Trigger Warning: If you cannot bear a world where Darcy & Lizzy didn't marry don't read this.
This is a melancholy P&P what if that asks what would have happened if Lizzy didn't go to Kent? And then she and Darcy never reacquainted and thus he had nothing to do with her family when Lydia disappeared; and Lydia was never found and the Bennets fell in status and Bingley never returned....
Then 30+ years later she; happily married to farmer with £500 / year and six children reads of Darcy's son's wedding.
“I don’t believe in regrets. There are a few things I’d do differently, but I can’t go back in time and redo them, however much I might wish to. All I can do is learn from past mistakes and move forward.” Malorie Blackman
A missed opportunity, a path not taken changed everything. Pilots, whether air or boat, know that to change a course, or deviate but a tiny fraction, results in missing the destination by miles. The further out you go, the further away you are from your destination.
This is the situation with ODC [our dear couple]. Due to Charlotte being ill, Elizabeth never made the trip to Kent. It was on that visit that Elizabeth would find out Darcy’s true feelings for her. Up until that time she had no idea. Also, it was during that visit that she had her conversation with our dear Colonel and discovered Darcy was instrumental in separating Jane and Bingley. She suspected it, but until that moment, she didn’t know for sure. Changing those events… changed everything… no proposal, no letter, no knowledge of Wickham’s faults.

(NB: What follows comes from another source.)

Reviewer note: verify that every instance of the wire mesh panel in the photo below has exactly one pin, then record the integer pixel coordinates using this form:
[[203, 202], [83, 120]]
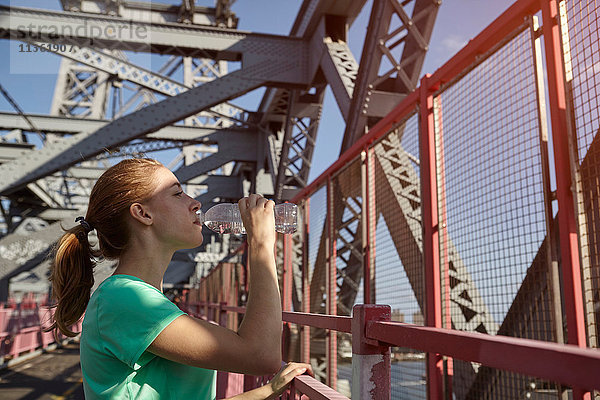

I wanted to cry… and rail at the author. I hate stories where D & E marry others. It just seems wrong. However, this turned out to be a good life for Elizabeth. How could she regret something she never knew was a possibility for her? How could she expect anything other than the hand she had been dealt? I had to admit that I admired her for living her best life. She played the cards she was dealt and made the best of it that she could. That’s all any of us can expect.
Rating: short, clean, except for a steamy scene between a married couple. It was something like an ‘afternoon delight’ so to speak. Nothing graphic, but… Oh, so suggestive.
An article in the society column announcing Mr. Darcy's son getting married sparks this short story. It a picture of what Elizabeth's world would have looked like if Elizabeth or Jane would have never seen Darcy again after he left Netherfield. It sees her nicely settled, but reminiscing with her husband on all the things that could have or should have been done.